Chapter Two: "Morass"
by Pab Sungenis

 The Doctor pored over the notes Dullet had handed him, while Wil surveyed the situation.

 "Hey, if the TARDIS is as large as it seems to be inside, I'm sure we could fit everyone on the station in there with some room left over."

 Jadi couldn't help but laugh at that one. "Face reality, Kid. Do you understand anything about large crowds? Do you know what they're like? People crammed together under stress only leads to trouble. Riots, panics, soccer games, I've seen 'em all. This one has 'bloodbath' written all over it."

 "I tend to agree with Jadi on this one," the Doctor injected. "We'd never get all these people in the TARDIS in time. We have to find another option." He propped Dullet up, took a handkerchief from his waistcoat pocket, and wiped the spittle from the station commander's face. "Nice to meet you, sir. I am the Doctor. These are my friends Wil, Jadi, and Angela. And you are. . . . "

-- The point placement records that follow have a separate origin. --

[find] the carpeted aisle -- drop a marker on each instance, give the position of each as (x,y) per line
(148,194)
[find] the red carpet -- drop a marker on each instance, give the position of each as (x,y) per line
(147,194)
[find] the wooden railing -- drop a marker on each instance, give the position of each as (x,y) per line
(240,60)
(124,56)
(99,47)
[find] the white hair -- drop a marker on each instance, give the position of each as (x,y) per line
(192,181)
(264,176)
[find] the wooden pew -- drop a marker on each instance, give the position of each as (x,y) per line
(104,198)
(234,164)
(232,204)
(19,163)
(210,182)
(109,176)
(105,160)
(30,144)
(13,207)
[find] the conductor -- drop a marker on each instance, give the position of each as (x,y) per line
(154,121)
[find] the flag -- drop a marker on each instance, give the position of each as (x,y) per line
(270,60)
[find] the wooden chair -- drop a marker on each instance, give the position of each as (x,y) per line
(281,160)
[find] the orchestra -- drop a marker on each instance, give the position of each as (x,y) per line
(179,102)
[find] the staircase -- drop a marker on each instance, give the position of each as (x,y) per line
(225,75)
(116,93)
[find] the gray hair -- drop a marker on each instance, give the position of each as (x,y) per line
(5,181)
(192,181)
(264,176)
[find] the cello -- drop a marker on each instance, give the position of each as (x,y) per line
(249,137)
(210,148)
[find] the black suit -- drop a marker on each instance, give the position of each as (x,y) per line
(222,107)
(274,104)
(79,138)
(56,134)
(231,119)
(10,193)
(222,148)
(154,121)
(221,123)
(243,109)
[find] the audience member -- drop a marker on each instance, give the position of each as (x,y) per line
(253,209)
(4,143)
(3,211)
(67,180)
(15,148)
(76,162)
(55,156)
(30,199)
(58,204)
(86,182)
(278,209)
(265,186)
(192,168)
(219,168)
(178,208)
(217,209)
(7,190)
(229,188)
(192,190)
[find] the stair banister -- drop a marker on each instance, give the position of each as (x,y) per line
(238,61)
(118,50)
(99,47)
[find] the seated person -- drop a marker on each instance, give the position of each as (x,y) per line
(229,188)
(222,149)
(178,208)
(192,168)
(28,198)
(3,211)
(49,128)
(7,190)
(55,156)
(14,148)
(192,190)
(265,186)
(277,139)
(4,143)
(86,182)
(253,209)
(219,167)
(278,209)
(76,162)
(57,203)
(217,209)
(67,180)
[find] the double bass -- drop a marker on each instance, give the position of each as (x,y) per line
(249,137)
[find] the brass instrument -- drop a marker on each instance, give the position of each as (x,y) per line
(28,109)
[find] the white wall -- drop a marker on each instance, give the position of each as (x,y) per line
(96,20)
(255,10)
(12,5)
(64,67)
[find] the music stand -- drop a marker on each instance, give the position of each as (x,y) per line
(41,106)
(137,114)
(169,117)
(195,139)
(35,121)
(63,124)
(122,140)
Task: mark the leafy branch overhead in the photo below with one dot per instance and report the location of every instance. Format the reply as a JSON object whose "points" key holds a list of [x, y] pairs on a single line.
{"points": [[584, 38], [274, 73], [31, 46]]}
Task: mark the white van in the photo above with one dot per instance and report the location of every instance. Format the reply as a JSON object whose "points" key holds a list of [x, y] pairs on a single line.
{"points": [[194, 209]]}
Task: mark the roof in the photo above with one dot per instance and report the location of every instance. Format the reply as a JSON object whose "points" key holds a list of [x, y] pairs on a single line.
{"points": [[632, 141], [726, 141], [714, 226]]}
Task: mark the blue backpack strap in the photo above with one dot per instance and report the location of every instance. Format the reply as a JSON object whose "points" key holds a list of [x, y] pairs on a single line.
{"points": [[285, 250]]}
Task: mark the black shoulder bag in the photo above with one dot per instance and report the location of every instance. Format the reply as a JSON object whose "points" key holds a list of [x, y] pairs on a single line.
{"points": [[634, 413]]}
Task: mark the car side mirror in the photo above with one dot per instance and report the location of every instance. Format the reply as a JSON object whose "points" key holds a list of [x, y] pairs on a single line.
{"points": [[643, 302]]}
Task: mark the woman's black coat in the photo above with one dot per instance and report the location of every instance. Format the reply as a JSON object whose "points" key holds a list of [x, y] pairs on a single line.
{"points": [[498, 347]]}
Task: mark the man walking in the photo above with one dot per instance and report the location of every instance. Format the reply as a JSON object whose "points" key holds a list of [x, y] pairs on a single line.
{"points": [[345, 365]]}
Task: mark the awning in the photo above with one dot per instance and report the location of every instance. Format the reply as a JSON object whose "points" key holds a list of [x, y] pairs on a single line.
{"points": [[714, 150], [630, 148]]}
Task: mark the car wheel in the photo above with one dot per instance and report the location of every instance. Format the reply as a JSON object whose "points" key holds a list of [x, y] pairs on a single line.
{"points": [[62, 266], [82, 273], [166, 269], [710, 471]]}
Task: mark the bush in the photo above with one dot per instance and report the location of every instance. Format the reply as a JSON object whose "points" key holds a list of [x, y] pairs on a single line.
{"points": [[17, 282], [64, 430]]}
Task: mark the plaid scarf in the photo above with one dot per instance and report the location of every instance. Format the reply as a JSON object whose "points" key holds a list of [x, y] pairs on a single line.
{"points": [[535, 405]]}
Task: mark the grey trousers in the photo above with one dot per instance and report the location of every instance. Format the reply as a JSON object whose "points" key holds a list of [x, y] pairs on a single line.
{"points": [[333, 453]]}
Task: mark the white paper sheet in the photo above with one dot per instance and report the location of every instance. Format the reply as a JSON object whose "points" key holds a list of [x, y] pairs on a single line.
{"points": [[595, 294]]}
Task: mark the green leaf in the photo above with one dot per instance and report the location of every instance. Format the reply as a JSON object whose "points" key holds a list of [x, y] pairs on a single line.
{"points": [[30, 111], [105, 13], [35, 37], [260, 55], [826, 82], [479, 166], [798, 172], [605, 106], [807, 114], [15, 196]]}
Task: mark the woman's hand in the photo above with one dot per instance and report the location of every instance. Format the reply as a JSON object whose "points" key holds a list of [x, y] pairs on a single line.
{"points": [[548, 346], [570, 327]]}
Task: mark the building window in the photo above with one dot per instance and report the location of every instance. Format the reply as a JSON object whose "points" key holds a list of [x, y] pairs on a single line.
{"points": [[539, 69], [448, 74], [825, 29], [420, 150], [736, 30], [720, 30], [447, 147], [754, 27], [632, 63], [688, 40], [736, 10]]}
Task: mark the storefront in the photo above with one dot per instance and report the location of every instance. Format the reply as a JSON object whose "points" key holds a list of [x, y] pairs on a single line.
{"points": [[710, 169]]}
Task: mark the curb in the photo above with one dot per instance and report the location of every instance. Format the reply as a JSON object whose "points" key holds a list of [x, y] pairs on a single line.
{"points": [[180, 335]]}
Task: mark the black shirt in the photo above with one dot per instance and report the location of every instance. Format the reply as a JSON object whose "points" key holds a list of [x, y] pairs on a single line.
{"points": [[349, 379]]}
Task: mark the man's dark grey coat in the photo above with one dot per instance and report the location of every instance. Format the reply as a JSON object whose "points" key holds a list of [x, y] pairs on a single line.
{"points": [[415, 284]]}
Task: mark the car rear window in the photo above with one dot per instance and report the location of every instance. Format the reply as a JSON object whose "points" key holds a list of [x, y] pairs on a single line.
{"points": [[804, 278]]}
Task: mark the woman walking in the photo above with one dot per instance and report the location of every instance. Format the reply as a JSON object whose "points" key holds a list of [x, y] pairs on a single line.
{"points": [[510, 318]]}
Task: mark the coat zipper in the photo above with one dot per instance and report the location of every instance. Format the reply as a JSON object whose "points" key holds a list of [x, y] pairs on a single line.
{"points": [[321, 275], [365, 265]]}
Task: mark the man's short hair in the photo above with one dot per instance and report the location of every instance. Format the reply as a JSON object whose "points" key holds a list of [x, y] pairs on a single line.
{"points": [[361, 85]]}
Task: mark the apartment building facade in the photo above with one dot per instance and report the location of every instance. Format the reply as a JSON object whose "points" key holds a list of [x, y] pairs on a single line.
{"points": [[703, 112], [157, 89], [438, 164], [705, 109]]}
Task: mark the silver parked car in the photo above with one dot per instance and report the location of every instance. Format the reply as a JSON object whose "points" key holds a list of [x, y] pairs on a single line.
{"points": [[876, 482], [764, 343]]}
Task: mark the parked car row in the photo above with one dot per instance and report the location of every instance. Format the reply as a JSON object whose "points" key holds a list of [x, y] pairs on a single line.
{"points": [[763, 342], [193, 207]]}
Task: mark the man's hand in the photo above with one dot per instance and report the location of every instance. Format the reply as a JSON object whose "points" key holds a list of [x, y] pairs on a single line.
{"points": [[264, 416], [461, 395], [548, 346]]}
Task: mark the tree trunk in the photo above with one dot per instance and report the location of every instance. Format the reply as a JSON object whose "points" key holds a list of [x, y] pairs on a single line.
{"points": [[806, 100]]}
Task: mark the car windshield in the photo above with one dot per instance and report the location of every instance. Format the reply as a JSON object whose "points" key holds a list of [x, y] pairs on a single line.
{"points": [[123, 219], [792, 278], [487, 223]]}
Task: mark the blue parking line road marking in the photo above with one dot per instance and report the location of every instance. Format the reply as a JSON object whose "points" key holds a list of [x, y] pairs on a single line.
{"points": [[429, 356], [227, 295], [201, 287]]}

 Dullet stared off, as if he hadn't heard the question.

 "Why don't you try that 'I know you . . . ' schtick? Always worked for me..."

 "I would appreciate your sense of humor better, Mr. Morok, if we weren't staring a deadline in the face." He reached into Dullet's pocket and removed what he assumed was a billfold. He leafed through it looking for identification. "Look, Mister. . ." the Doctor quickly found Dullet's credentials, "Dullet, I think you have an emergency here."

 "Yeah," the commander slurred, "dams are gonna fail, and we're all gonna fall into the black hole and die!"

 "You may not have time to fall in. There are some strange things going on in the heart of that hole."

 "No stranger than you are, stranger! Have a drink! On me!"

 "No thank you, you're already covered in alcohol. My pouring another drink on you is not going to help." The Doctor paced away from his companions, deep in thought.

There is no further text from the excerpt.